Thomas in the same 2019 opinion cites birth control as another tool to effectuate eugenics, a reminder that many anti-abortion activists have long eyed the right to contraception as abortion’s only slightly less reprehensible cousin.
Experts have pointed to the Thomas concurrence as potential evidence of his openness to the “fetal personhood” argument, which anti-abortion activists use to push for outlawing abortion nationwide. He cites a belief that abortion was used as “race genocide.”
There’s another sticky dimension to Alito parroting Thomas’ claims here: Some white supremacists have joined with the anti-abortion movement in their fears that allowing white women to have abortions would lower the white population.
Alito cites the good old days of male-controlled governance.
In the draft opinion, Alito puts a heavy emphasis on abortion rights not being “deeply rooted in this Nation’s history and tradition,” and he tries to back up that argument by pointing to states’ pre-Roe laws that criminalized abortion.
“In this country during the 19th century, the vast majority of the States enacted statutes criminalizing abortion at all stages of pregnancy,” he writes.
Abortion isn’t a constitutional right because “until the latter part of the 20th century, such a right was entirely unknown in American law,” the justice argues, and “the inescapable conclusion is that a right to abortion is not deeply rooted in the Nation’s history and traditions.”
“On the contrary, an unbroken tradition of prohibiting abortion on pain of criminal punishment persisted from the earliest days of common law until 1973,” Alito writes.
That civil rights can only be upheld based on what 19th century lawmakers’ understanding of what civil rights were is truly an eye-popping argument to make: These were the lawmakers (all of them white men) who also criminalized many rights for women and especially Black people, while legalizing slavery and Jim Crow.
What Alito is essentially arguing is that women (and trans men/nonbinary people who can give birth) shouldn’t be guaranteed access to abortion because the male-dominated government of the past didn’t guarantee them that right.
Alito hints at the risk this Court poses to other privacy rights.
Another point in the draft that’s been raising alarm bells: Alito extended his argument about abortion rights not being entrenched in history to other key civil rights.
Some of the landmark cases he cites include Griswold v. Connecticut (which granted access to contraceptives), Turner v. Safley (which granted the right to marry as a prison inmate) and Loving v. Virginia (which legalized interracial marriage).
“These attempts to justify abortion through appeals to a broader right to autonomy and to define one’s ‘concept of existence’ proves too much,’” he writes. “Those criteria, at a high level of generality, could license fundamental rights to illicit drug use, prostitution, and the link. None of these rights has any claim to being deeply rooted in history.”
Alito makes a point to distinguish those cases from Roe on the basis that none of those cases “involved the critical moral question posed by abortion.” He pauses many times in the opinion to repeatedly assert that the nullification of abortion rights is not a defacto primer to the inevitable death of other privacy rights.

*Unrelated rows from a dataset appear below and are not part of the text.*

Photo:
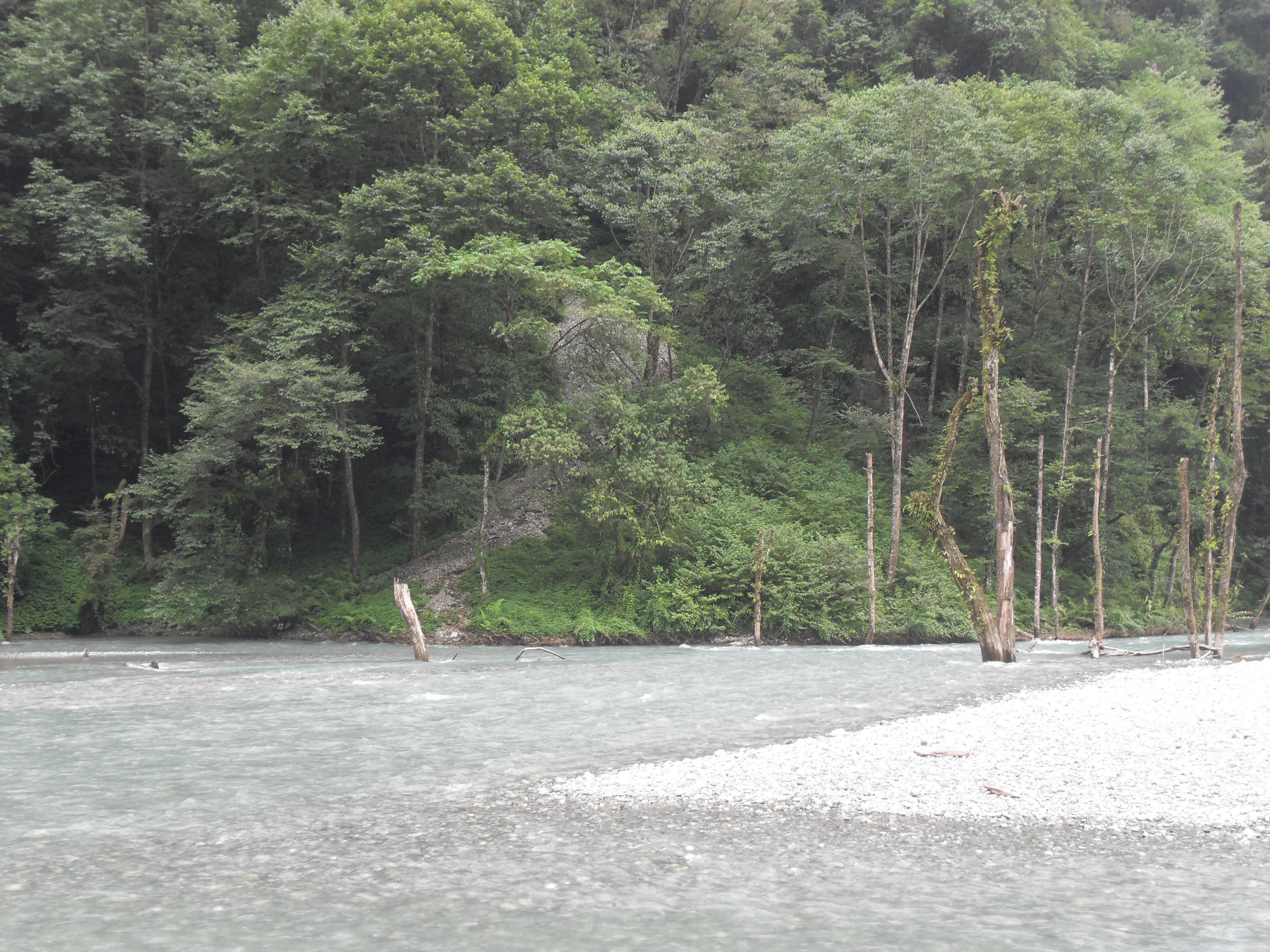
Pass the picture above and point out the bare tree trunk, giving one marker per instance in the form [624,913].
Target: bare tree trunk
[1211,509]
[991,647]
[484,516]
[1146,376]
[1099,625]
[1069,401]
[423,394]
[1241,474]
[1041,534]
[869,550]
[1262,607]
[118,520]
[92,438]
[992,239]
[146,385]
[14,549]
[935,357]
[1184,555]
[1107,431]
[350,494]
[406,606]
[897,479]
[820,383]
[966,342]
[653,355]
[1173,579]
[762,551]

“And to ensure that our decision is not misunderstood or mischaracterized, we emphasize that our decision concerns the constitutional right to abortion and no other right,” he writes. “Nothing in this opinion should be understood to cast doubt on precedents that do not concern abortion.”
But experts are skeptical. Many rights, like access to contraception and same-sex marriage, exist in the same universe of privacy and personal autonomy.
It’s also common practice for anti-abortion crusaders to assure their audience that abortion is different, singularly objectionable, and that it’s prohibition does not endanger other settled rights. But much like within the abortion debate itself, that overton window tends to shift with the political tides.
Already, the insistence that knocking down Roe is just a return to states’ rights has mutated into something else within anti-abortion circles: the conviction that abortion be outlawed nationwide.
Alito places Roe amid the pantheon of famously wrong-decided precedents.
As has become habit for the conservative justices, Alito attempts to lift Roe to the pantheon of famously wrongly decided Supreme Court cases.
“Stare decisis, the doctrine on which Casey’s controlling opinion was based, does not compel unending adherence to Roe’s abuse of judicial authority,” he writes, adding later: “Some of our most important constitutional decisions have overruled prior precedents.”
He then goes on to cite three cases that expanded people’s rights, rather than curtailing them: Brown v. Board of Education, in which the Court overturned the “separate-but-equal doctrine”; West Coast Hotel Co. v Parrish, where the Court upheld the constitutionality of a state minimum wage and ended the Lochner era of habitually invalidating legislation that regulated business; and West Virginia Board of Education v. Barnette, in which it found that it is unconstitutional to force public school students to salute the American flag.
Alito can’t help but take a victory lap as he relegates abortion rights to the scrap heap with state-sanctioned segregation and labor abuses.
“Roe was egregiously wrong from the start,” he crows. “Its reasoning was exceptionally weak, and the decision has had damaging consequences.”
Correction: An earlier version of this article misidentified the rights established by Turner v. Safley and misidentified some of the cases Alito cited. TPM regrets this error.